Wouldn't it be nice if you knew the drama tipper right off? Wouldn't it be nice if twos and fifties were drastically different sizes? Wouldn't it be nice if you only had to ask trusted friends about bills not quite intact or money laundered in the Maytag? Wouldn't it be nice if you didn't have to invest close to $600 in money identifiers? Yes, we have two because repairs take a long time, and my husband and I may have eight nights worth of tips to count each week.

I've seen a scanner that seems to handle accurately bills that our identifiers might need to read at least twice. But each bill takes 15 seconds. If you receive 30 or so ones along with money in other denominations, quite a bit of time is invested.

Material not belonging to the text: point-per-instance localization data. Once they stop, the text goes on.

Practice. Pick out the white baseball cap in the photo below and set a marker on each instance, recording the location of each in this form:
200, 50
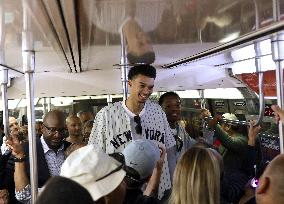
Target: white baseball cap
93, 169
142, 155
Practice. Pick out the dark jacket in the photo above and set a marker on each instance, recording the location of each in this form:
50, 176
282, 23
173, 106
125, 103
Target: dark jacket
42, 168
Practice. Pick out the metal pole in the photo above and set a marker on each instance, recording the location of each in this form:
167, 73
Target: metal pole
277, 44
260, 82
49, 104
29, 67
4, 72
202, 100
44, 106
124, 66
239, 42
109, 99
4, 82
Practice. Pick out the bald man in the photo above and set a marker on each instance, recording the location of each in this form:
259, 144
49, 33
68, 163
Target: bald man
271, 184
74, 127
50, 154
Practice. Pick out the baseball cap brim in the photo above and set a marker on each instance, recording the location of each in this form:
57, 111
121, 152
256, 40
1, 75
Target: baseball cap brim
105, 186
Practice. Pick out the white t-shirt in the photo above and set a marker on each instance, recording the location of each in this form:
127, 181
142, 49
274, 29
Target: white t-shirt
112, 132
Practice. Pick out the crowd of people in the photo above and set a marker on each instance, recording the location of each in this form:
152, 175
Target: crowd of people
138, 151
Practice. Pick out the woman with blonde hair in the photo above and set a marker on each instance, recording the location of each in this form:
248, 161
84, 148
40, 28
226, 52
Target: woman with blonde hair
196, 178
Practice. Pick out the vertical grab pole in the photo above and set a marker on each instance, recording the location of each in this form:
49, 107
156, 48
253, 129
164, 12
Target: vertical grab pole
202, 100
258, 66
277, 45
260, 82
4, 82
4, 72
123, 66
29, 67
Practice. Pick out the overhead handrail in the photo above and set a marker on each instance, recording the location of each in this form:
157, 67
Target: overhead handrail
233, 122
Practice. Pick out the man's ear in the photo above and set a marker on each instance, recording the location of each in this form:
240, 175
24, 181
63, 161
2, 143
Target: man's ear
264, 184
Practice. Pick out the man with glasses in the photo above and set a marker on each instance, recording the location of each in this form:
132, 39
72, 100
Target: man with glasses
118, 124
50, 154
171, 104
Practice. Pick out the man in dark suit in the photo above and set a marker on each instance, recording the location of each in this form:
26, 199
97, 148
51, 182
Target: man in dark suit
50, 154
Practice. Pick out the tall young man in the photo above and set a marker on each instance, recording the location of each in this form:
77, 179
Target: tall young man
118, 124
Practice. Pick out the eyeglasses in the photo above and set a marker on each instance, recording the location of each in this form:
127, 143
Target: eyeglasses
118, 157
53, 130
138, 127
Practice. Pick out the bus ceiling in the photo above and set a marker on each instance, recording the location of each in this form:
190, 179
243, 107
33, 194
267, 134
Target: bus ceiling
77, 44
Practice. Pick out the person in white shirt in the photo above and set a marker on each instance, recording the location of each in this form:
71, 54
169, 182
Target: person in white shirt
171, 104
118, 124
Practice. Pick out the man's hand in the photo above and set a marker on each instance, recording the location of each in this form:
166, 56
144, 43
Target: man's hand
153, 183
212, 123
4, 196
253, 131
15, 146
278, 112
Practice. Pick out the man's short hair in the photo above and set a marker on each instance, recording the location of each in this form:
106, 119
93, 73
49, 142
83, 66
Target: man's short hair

And speaking of investments, the accurate 15-seconds-per-bill reader is an investment equal to about 15 money readers without the 10 percent discount.

The other night, there were few customers all evening. No one was applauding much, and there were few requests. Several people complimented me as they were leaving and left a tip. One man came out the door behind me and handed me two bills folded together. I thanked him but didn't know what he was giving me. I have known people to be that persistent in handing me two singles. As it turned out after communing with the money reader, there were two fives. I could have known this sooner, if money were intelligible; maybe paid my cab fare with it, since it was ready to hand; may even have behaved slightly more gratefully without seeming effusive. And of course, you can't even pull out the smallest appliance to reveal the value of the bills. I've never done that with a cab driver, but they get downright furious if you ask a third party to check a bill they said was a five or ten.

Indeed, I think it would change the dynamics of interaction considerably, if we instantly knew the value of money exchanged. I'm not sure there wouldn't be more people giving fives and fewer giving single ones. I'm not sure anyone could muster up much drama when handing me a one, if they knew there was no mystery about what they put in my hand. Imagine how different it would be if the change maker handing us bills could not entertain notions of deception because we have to ask which one's the five. Many is the time when we hand someone the correct bills, and they ask how we could know. Not knowing is the prevailing expectation.

Any number of subtle and not-so-subtle instances where unidentifiable money highlights a difference between sighted and blind people can be laughed off by blind and sighted alike: We cope so well. We design folding and storage schemes. We don't press our luck by expecting all strangers to give correct change for large bills. We ask good-naturedly what the denominations are when clerks, waiters, even friends hand us mixed, unnamed bills. We buy our money identifiers and pay for upgrades, postage to Canada for repairs, nine-volts every month or two to feed them power (no adapters for plug-in power). And we watch the government spend millions to redesign the money without making it accessible.

It's good that larger numbers of people are concerning themselves with the varied life situations in which unidentifiable money makes us different -- where identifiable paper money would make a difference.